I acquire books that analyze the past, present, and future of the international system, foreign policy, and statecraft. Themes and topics of particular interest to me include the causes and consequences of war, the conditions that lead to peace, intelligence as a missing dimension of statecraft, emerging technologies and security, the Indo-Pacific region, human rights, and ethics in international affairs. I am especially interested in authors who can bridge the theory-practice divide by writing for a broad public audience that is conversant in world affairs, history, and contemporary policy debates. I also love acquiring general interest books about the history and culture of the Washington, DC region. My acquisitions for the press include Robert Wallace and H. Keith Melton with Henry R. Schlesinger, Spy Sites of Washington, DC: A Guide to the Capital Region's Secret History; James M. Olson, To Catch a Spy: The Art of Counterintelligence; Roger Z. George and Harvey Rishikof, editors, The National Security Enterprise: Navigating the Labyrinth; Nadia Schadlow, War and the Art of Governance: Consolidating Combat Success into Political Victory; Oscar Jonsson, The Russian Understanding of War: Blurring the Lines between War and Peace; John DeFerrari and Douglas Peter Sefton, Sixteenth Street NW: Washington, DC’s Avenue of Ambitions; and Kerry F. Crawford and Leah C. Windsor, The Ph.D. Parenthood Trap: Caught between Work and Family in Academia.

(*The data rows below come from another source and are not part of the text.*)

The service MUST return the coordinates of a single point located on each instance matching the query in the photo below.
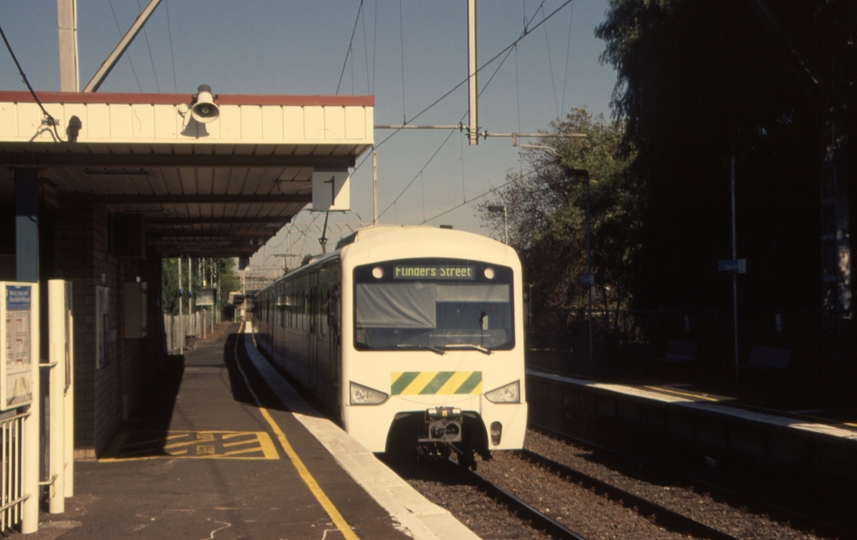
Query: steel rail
(669, 519)
(521, 508)
(778, 513)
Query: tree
(546, 211)
(172, 291)
(700, 83)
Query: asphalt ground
(210, 459)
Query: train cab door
(313, 331)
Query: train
(412, 336)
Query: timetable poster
(19, 369)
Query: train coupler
(443, 425)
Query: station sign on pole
(732, 266)
(331, 190)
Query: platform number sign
(16, 379)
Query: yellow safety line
(683, 394)
(303, 472)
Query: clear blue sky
(406, 53)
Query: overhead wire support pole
(472, 70)
(120, 49)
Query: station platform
(770, 391)
(226, 449)
(715, 425)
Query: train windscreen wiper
(416, 346)
(479, 348)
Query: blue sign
(733, 266)
(18, 298)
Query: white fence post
(68, 393)
(30, 451)
(59, 361)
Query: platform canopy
(219, 187)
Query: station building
(96, 189)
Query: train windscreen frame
(434, 304)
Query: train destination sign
(434, 271)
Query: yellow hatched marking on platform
(303, 472)
(193, 445)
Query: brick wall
(105, 396)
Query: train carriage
(413, 335)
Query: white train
(413, 335)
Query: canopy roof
(215, 189)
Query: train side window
(333, 307)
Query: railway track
(743, 511)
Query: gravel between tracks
(589, 514)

I publish books for learning and teaching world languages, in applied linguistics, and about the history and culture of Washington, DC, and the Mid-Atlantic region. I am the lead editor for the press’s Al-Kitaab Arabic language learning program and develop textbooks in a wide range of languages, with and without multimedia. For books on world languages, I seek books that are based in current pedagogy scholarship and that present a creative approach to learning the language. I also seek applied linguistics and sociolinguistics books that either address world language teachers’ needs or address topics that historically have been marginalized. For books about Washington, DC, and the region, I am interested in books that illuminate forgotten or lost history and books that give the world a better understanding of the people of DC. I have a special interest in books that reveal the importance of the arts and artists in DC, including music, performing arts, visual arts, and writing.
Across all of my publishing areas, I am especially interested in proposals that address historically underrepresented groups and in authors from historically underrepresented groups. I enjoy talking with authors at all stages of the process and in fostering new authors through publication.